The Fed Archives
Aug. 28, 2011, 10:50 a.m. EDT
Fed’s Bullard sees no need for easing
By Greg Robb, MarketWatch
JACKSON HOLE, Wyo. (MarketWatch) — Economic conditions are not at the point now where the Federal Reserve should ease monetary policy further, James Bullard, the president of the St. Louis Fed, told MarketWatch in an interview. on Saturday.
Bullard said he was not convinced that the economy would suffer in coming quarters, as many leading economists are predicting.
“I think there are good reasons to be optimistic even though when you look around these days there is a lot of gloom and doom,” Bullard said.
Bullard said the U.S. manufacturing sector might benefit from a restoration of business activity in Japan in the wake of the March earthquake and tsunami.
“The contacts I have in Japan say that [the recovery] is ahead of schedule and that should be helpful,” Bullard said.
Another potential positive is that oil prices are lower, he said.
“I don’t think we are really to the point where we should ease right now because the economy may pick up,” Bullard said.
In a widely anticipated speech Friday, Fed Chairman Ben Bernanke said he was expanding the next Federal Open Market Committee to two days in late September to consider whether further easing steps were needed.
Many economists attending the Fed’s Jackson Hole conference believe the economy is in serious trouble and easing is inevitable.
Jan Hatzius, chief economist at Goldman Sachs, said the economy was “treading water” and stay below a 2% growth rate through next year.
Several analysts, including Harvard University economist Martin Feldstein, said the economy would fall back into a double-dip recession.
“The probability of a recession is somewhat higher but most models would tell you that it is not extremely high,” Bullard said.

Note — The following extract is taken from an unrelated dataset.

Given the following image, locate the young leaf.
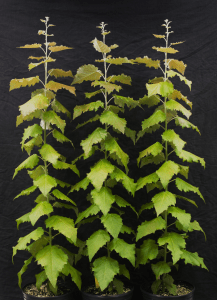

The St. Louis Fed president, who is not a voting member this year, said another reason for caution about easing is that the inflation picture “is a lot different” that last August when the Fed was considering a second round of bond purchases.
The Fed ultimately decided to buy $600 billion of Treasurys in November, under a plan that became known as QE2.
Bullard advocates that the Fed focus on headline inflation instead of a core measure that strips out food and energy prices.
Headline consumer price inflation in July was running at a 3.6% annual rate.